Decision made, I climbed over the low wooden fence that separated the training grounds from the footpath and power walked toward my destination.

With my head down and my heart hammering violently against my rib cage, I hurried through the empty fields, hesitating only when I reached the largest of the training pitches—the one filled with boys.

Huge boys.

Dirty boys.

Angry-looking boys.

Who were glaring at me.

Oh crap.

“What are you doing?”

“Get off the fucking pitch!”

“Jesus Christ!”

“Fucking girls.”

“Move, will you!”

Panicked, I ignored the shouting and jeering as I hurried past them, obviously disturbing their training. Mortification seeped through my body as I upped my pace, breaking into a clumsy jog.

The ground was wet and muddy from the rain, so I couldn’t move as quickly as I—or those boys—would have liked.

When I reached the edge of the pitch, I felt like crying in relief as I hobbled up the steep bank. However, my relief was only a momentary, fleeting feeling that was quickly replaced with a searing pain as something very hard and very heavy smashed into the back of my head, taking the air from my lungs and my feet from beneath me.

Moments later, I was free-falling backwards, tumbling down the muddy bank, the pain ricocheting through my head making it impossible for me to think clearly or break my own fall.

My last coherent thought before I hit the ground with a thud, and a thick cloud of darkness cloaked over me, was this: Nothing changes.

I was wrong, though.

Everything changed after that day.

Everything.

3Flying Balls

Boy Wonder Captivates the Coaching Staff at the Academy—Young Johnny Kavanagh, 17, a native of Blackrock, Dublin, currently residing in Ballylaggin, County Cork, sailed through his medical evaluation to secure his position at the prestigious rugby academy in Cork. Nursing a chronic groin injury since the start of last season, the youth has been given the all clear from team doctors. The Tommen College secondary school student is set to win his fifteenth cap for the Academy this weekend, having been named as starting 13 for the esteemed youth team.

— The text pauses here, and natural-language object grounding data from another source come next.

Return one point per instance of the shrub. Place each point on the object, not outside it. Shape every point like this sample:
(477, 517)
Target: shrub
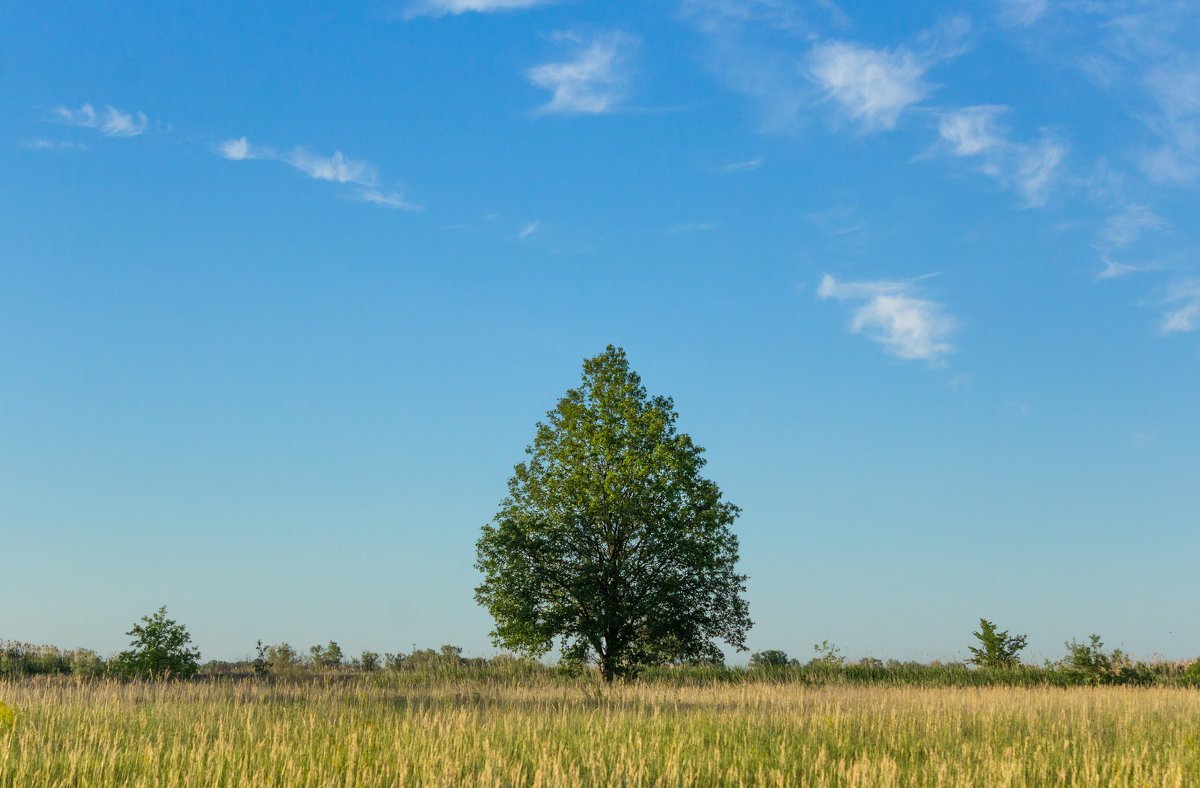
(160, 649)
(828, 656)
(769, 659)
(85, 663)
(996, 649)
(1090, 663)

The natural center has been drawing attention from coaches at the international level, including clubs in the U.K. and Southern Hemisphere. When asked to comment on the schoolboy’s accelerated rise through the ranks, Ireland’s U20 team’s head coach, Liam Delaney, had this to say: “We are excited about the level of caliber in the up-and-coming players throughout the country. The future looks bright for Irish rugby.”

When asked specifically about the Cork schoolboy, Delaney said, “We have been aware of Kavanagh since his playing days in Dublin and have been in close talks with his coaches and trainers for the last eighteen months. U18s’ coaches are impressed. We are keeping a keen eye on his progression and are impressed with the level of intelligence and maturity he naturally exudes on the pitch. He’s certainly one to watch out for when he comes of age.”

JOHNNY

I was exhausted.

Seriously, I was so tired I was having a hard time keeping my eyes open and my focus on point. My day from hell was turning into the week from hell, and that was a special feat considering it was Monday.

Falling straight back into school, not to mention training and the gym six nights a week, did that to a guy.

To be honest, I’d been running on empty since last summer, having returned from an international campaign with the U18s, where I was playing alongside the best in Europe, only to head right into an intense six-week conditioning camp in Dublin.